There are currently four sectors that are in a sideways or consolidation trend. Five sectors are in confirmed uptrends. Twp sector in a confirmed downtrend. The result is SPY in a confirmed upside trend short term. We have to remain patient and let this all unfold. Remember the parts make up the whole.
(The notes above are posted Weekly based on the activity of the previous weeks trading. The BOLD/ITALIC comments are current day changes worth noting.)
Markets held the move higher and continued sideways as the trade deal comes into question. The bounce off the August lows pushed to a six-week uptrend and a two week sideways move in consolidation. There is enough hope to continue the move on the upside, but there would have to be a catalyst of some kind to spark the move. With next week a holiday week, it will be low volume trading and not likely to get any clear answers.
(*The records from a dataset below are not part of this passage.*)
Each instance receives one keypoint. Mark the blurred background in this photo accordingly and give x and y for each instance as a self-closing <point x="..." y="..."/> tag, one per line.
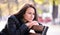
<point x="48" y="12"/>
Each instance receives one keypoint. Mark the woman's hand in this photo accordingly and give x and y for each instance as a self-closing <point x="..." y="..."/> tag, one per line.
<point x="31" y="23"/>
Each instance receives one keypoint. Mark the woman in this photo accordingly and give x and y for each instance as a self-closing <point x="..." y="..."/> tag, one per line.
<point x="22" y="22"/>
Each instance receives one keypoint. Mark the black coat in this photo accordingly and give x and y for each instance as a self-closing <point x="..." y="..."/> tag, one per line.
<point x="15" y="27"/>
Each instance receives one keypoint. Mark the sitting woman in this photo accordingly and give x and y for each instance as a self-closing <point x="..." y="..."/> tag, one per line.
<point x="21" y="22"/>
Earnings have been a key catalyst to the current trend as the numbers have been solid. Early in the week, retail earnings from KSS and HD didn’t help matters but the data improved as the week progressed. This is a sector to watch as we move into the peak of the holiday buying period. The economic data remains benign and lethargy would be the best word to describe. The backstop of the Fed for liquidity has been key in the move higher as well as they remain engaged in the process of helping banks. Brexit remains in the background as meetings continue with the EU and parliament to find a resolution. The dollar found some support and bounced. Interest rates fell 7 basis points on no trade deal talk showing some money moving towards safety. Money flow has been lower overall during the last two weeks as investor conviction is showing signs of concern. Thus, the consolidation patterns at the current highs. This, of course, raises questions about a test before we move higher. The VIX index fell back to the July lows as investor sentiment shifts. The market remains controlled by the news as each day holds movement related to the speculation of what might happen. Trade with China and the US remains at the top of the list. The key is to watch the trend, know which side the Fed is on, and ultimately the data will establish the longer-term trend. We remain focused on what is working and what is failing. Therein lies the opportunities. Manage your risk accordingly and let this unfold… one day at a time.
Disciplined entry and exit points allow you to manage your risk in up or downtrends. Investing and trading is a matter of a defined strategy implemented with discipline. It is not magic. It is not being a prophet. It is about following your strategy one day at a time.
“Vision without action is a daydream… Action without vision is a nightmare.” Japanese proverb
The goal of these notes is to allow you, the investor, to learn how to see the market development as the progression through the sector develop based on news, speculation, and data. Data drives long-term results and develops trends… speculation and news are short-term drivers and offer higher risk trading opportunities. Through the use of both technical and fundamental data, we can have greater confidence in our trading strategies with a disciplined approach to investing and managing the risk of our money.